1
votes

I'm testing an internal website built on the Magento storefront. During the checkout process, certain parts of the form are hidden (style: none) until the previous section is filled out. These parts would normally break the script, but using when_present for the first element of the hidden form resolved this issue.

The Submit Order button, however, is not working well with these same methods. I worked with our lead developer today to verify that the only difference between this button and the previous form buttons is that a new page is loaded (new URL, new "done" status in the browser).

To be crystal clear:

  1. User enters name, address, email and clicks 'Continue' => JS "loading" animation spins while the General panel slides closed and the Shipping Method panel expands, all on the same page.
  2. User clicks 'Submit Order' => JS "loading" animation spins, when complete, the browser proceeds to /success/ (new page) with verifiable elements.
  3. If given enough time to complete (sleep statement), the test does pass.

Here is the somewhat-pseudo code for the form, and the Submit click:

def complete_form(data = {})
  data = DEFAULT_DATA.merge (data)
  select_guest
  continue_button.click  #proceed to billing panel
  enter_billing_and_shipping_info(data)
  enter_additional_information(data)

  place_order_button.when_present.click  #submit form
  #sleep 2  #this succeeds, but is undesirable
  thank_you_message.wait_until_present #I do not actually appear to wait until anything is present
end #

def enter_billing_and_shipping_info(data)
  billing_first_name.when_present.value = data['First Name'] #I work!
  billing_last_name.value = data['Last Name']
  #more fields
end #

From Steps:

thank_you_message.should include("Yippee")

The script fails in two different ways depending on how quickly the site is responding:

  1. fail with a message that the expected Thank You message was not found - a screenshot taken during the error shows the Checkout page, NOT the thank you page, with the "loading" animation displayed. (expected "Checkout" to include "Your order has been received")
  2. fail with the "Element not found in the cache" error - the screenshot in this case does display the Thank You page, containing the text we are looking for

Other methods such as Watir::Wait.until, or until {} do, resulted in the same behavior.

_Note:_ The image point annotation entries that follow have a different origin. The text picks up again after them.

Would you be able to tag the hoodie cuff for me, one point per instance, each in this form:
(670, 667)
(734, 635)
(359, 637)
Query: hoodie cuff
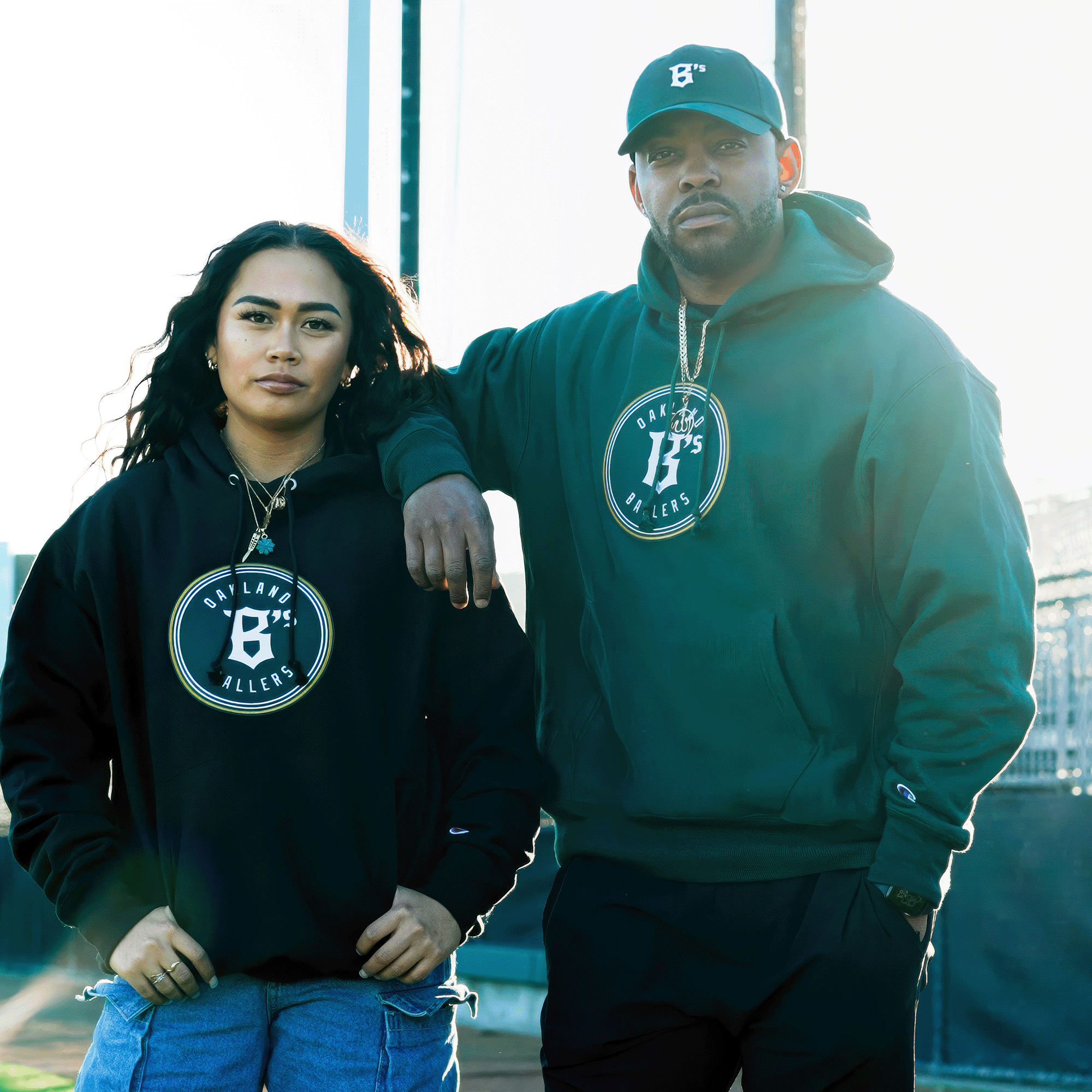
(422, 456)
(909, 857)
(468, 883)
(105, 920)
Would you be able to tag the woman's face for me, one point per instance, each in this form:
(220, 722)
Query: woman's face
(282, 339)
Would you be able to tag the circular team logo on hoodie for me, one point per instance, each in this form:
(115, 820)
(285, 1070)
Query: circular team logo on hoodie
(655, 459)
(258, 678)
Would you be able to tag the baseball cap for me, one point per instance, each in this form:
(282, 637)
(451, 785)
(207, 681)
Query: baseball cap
(720, 82)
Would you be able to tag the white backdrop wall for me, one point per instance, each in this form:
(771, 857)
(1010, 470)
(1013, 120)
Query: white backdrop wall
(140, 135)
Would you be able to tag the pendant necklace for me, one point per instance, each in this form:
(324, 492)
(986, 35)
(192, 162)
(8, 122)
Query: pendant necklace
(260, 539)
(683, 420)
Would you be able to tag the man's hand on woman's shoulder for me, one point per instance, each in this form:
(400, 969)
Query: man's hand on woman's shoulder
(445, 519)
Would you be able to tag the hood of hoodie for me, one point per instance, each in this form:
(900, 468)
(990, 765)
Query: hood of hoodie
(201, 454)
(828, 244)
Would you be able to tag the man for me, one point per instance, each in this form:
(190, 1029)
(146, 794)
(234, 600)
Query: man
(779, 591)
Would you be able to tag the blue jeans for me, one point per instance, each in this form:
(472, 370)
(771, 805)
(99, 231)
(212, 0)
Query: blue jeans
(327, 1034)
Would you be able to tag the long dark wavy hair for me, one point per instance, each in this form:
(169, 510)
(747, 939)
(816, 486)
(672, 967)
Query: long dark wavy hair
(395, 370)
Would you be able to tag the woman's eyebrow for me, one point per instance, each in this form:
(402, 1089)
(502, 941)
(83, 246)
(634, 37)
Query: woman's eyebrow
(260, 301)
(263, 302)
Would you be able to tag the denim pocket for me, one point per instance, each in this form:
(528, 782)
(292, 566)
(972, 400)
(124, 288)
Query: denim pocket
(420, 1038)
(115, 1063)
(128, 1003)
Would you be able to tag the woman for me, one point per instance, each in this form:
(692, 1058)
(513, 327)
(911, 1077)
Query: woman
(241, 749)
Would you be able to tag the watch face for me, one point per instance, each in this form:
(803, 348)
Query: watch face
(908, 901)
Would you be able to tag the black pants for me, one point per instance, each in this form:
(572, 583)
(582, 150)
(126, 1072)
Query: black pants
(656, 986)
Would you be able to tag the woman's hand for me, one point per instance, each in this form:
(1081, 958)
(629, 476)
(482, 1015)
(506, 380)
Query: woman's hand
(155, 945)
(422, 932)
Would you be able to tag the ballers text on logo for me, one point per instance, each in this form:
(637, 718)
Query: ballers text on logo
(682, 75)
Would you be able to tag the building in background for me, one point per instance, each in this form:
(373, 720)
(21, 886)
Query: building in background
(1059, 750)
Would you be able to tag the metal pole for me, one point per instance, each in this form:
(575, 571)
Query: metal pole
(357, 116)
(790, 69)
(411, 138)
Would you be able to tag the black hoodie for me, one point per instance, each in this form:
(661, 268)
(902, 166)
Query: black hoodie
(272, 798)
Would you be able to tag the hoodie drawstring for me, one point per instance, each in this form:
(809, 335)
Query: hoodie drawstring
(293, 662)
(698, 525)
(217, 671)
(648, 507)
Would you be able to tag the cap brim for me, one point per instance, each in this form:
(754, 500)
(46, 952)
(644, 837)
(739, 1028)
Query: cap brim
(746, 122)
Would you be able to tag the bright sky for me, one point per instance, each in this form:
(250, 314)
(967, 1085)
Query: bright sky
(143, 135)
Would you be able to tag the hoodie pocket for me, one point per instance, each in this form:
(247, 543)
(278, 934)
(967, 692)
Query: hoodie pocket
(710, 727)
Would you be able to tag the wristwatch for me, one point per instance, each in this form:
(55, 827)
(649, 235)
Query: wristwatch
(908, 903)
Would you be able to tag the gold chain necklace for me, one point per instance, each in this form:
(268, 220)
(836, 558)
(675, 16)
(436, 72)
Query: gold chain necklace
(260, 539)
(683, 420)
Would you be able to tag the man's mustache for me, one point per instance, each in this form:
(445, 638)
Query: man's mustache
(705, 199)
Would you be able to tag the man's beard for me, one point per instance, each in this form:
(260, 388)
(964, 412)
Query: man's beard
(718, 257)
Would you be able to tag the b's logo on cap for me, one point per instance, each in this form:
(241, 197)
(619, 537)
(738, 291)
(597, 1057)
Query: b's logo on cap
(682, 75)
(258, 678)
(650, 464)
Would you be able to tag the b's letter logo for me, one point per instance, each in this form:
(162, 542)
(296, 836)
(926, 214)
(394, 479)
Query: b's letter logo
(256, 635)
(682, 75)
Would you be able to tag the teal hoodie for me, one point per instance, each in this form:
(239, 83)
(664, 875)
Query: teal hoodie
(828, 667)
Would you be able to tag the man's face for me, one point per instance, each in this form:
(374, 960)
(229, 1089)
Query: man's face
(709, 191)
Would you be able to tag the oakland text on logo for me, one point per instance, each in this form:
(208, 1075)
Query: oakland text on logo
(257, 675)
(645, 455)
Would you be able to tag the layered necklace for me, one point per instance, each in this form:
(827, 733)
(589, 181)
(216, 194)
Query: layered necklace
(274, 502)
(683, 420)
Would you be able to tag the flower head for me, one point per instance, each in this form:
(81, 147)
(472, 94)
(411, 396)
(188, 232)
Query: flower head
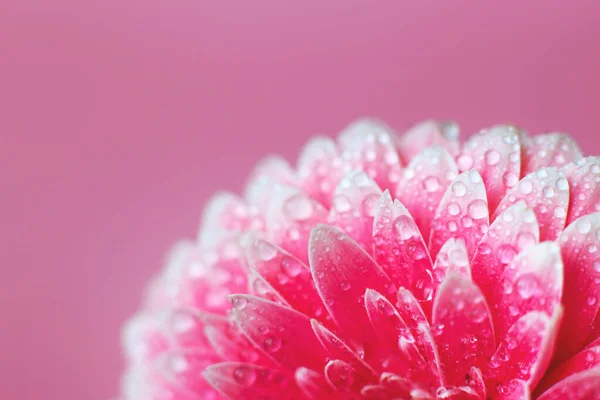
(386, 267)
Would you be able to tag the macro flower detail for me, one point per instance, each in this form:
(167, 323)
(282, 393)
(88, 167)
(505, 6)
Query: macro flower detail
(386, 266)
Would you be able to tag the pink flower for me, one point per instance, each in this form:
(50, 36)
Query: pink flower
(386, 267)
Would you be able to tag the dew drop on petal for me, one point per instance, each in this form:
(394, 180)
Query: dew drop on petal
(478, 209)
(245, 376)
(459, 189)
(492, 157)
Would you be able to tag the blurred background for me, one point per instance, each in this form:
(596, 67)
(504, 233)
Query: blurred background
(118, 118)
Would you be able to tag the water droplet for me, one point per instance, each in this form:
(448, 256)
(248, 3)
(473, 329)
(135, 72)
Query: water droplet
(492, 157)
(525, 239)
(527, 286)
(298, 207)
(239, 303)
(526, 187)
(459, 189)
(506, 253)
(266, 251)
(562, 184)
(245, 376)
(453, 209)
(431, 184)
(405, 227)
(341, 203)
(548, 192)
(291, 267)
(370, 205)
(510, 179)
(272, 344)
(478, 209)
(583, 226)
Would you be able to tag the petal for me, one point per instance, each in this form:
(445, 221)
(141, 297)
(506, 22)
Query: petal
(496, 154)
(462, 328)
(425, 134)
(281, 333)
(584, 179)
(342, 271)
(237, 380)
(582, 386)
(342, 377)
(288, 276)
(463, 213)
(354, 206)
(368, 145)
(338, 349)
(525, 351)
(396, 343)
(452, 258)
(580, 244)
(513, 231)
(546, 191)
(586, 359)
(424, 183)
(549, 150)
(532, 282)
(313, 385)
(516, 389)
(290, 216)
(320, 168)
(399, 248)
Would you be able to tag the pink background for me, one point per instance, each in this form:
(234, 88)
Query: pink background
(119, 117)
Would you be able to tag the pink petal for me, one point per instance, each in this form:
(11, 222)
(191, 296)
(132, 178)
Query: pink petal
(462, 213)
(249, 382)
(354, 206)
(183, 369)
(399, 248)
(457, 393)
(288, 276)
(476, 382)
(396, 385)
(586, 359)
(584, 179)
(525, 351)
(549, 150)
(280, 332)
(320, 168)
(424, 183)
(229, 343)
(516, 389)
(580, 245)
(425, 134)
(582, 386)
(375, 392)
(513, 231)
(290, 216)
(342, 271)
(342, 377)
(452, 258)
(410, 311)
(313, 385)
(397, 344)
(532, 282)
(496, 154)
(546, 191)
(368, 145)
(338, 349)
(462, 328)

  • Windows 7 64-bit & Windows XP 32-bit
  • ruby 1.9.2p290 (2011-07-09) [i386-mingw32]
  • cucumber (1.0.2)
  • rspec (1.3.2)
  • watir-webdriver (0.3.0)

Update 8-15 Attempted solution #1:

  place_order_button.when_present.click  #complete form
  ajax_submit_image.wait_while_present

Same end result - script terminates with no success message found, screenshot shows the Ajax loading image mid-spin. Both this and the previous method SHOULD work, but seem to have no effect. I did verify that I can access the image using the locators in the script (img src match).

2
It would be useful to know the return type of thank_you_message in the code example (which seems to be some sort of Watir::Element since it responds to wait_until_present, though the "From Steps" code indicates that it's a string). Also, seeing the stacktraces from any errors would be helpful. Since you're waiting for the page to change, another nice trick is to wait for the page's title to change: old_title = browser.title; Wait.until { browser.title != old_title }jarib
Good catch, Jari. I was mixing two different attempts at the thank you page verification in an attempt to summarize the issue here. The "From Steps" code is for @browser.div(:class, /page-title/).text, and the wait_til_present version above was for @browser.button(:text, /Continue Shopping/) which only appears on the thank you page. The page title idea may solve the issue entirely, excited to check it out.adam reed
Jari, if you post your solution about the title as the answer, I will gladly accept it. Still not sure why the former methods don't work, but this one solved all my current problems: place_order_button.when_present.click #complete form Watir::Wait.until(15) { @browser.title == "Expected Title" }adam reed

2 Answers

2
votes

Have you considered using the presence of the 'loading animation' (which might just be an animated gif or similar) as a way to know you should keep waiting?

I've used that means in some of my scripts where the animation was just a simple graphic file that was being made visible or not by client side javascript. So my wait loop consisted of a brief sleep, and checking to see if the animation was still present, exiting once it had gone away.

1
votes

one option worth considering is requesting a testability feature of a flag in the application itself that lets you know if an asynchronous process is running. In one AJAX-heavy web app I tested, whenever an XRH or timer kicked off, we set an attribute on the body tag like AjaxStarted and the final thing any XHR or timer would do was set that attribute to AjaxStopped. That way, in any context (even where there might be multiple asynchronous processes underway, I had one easy method to call to see if I should move on or not.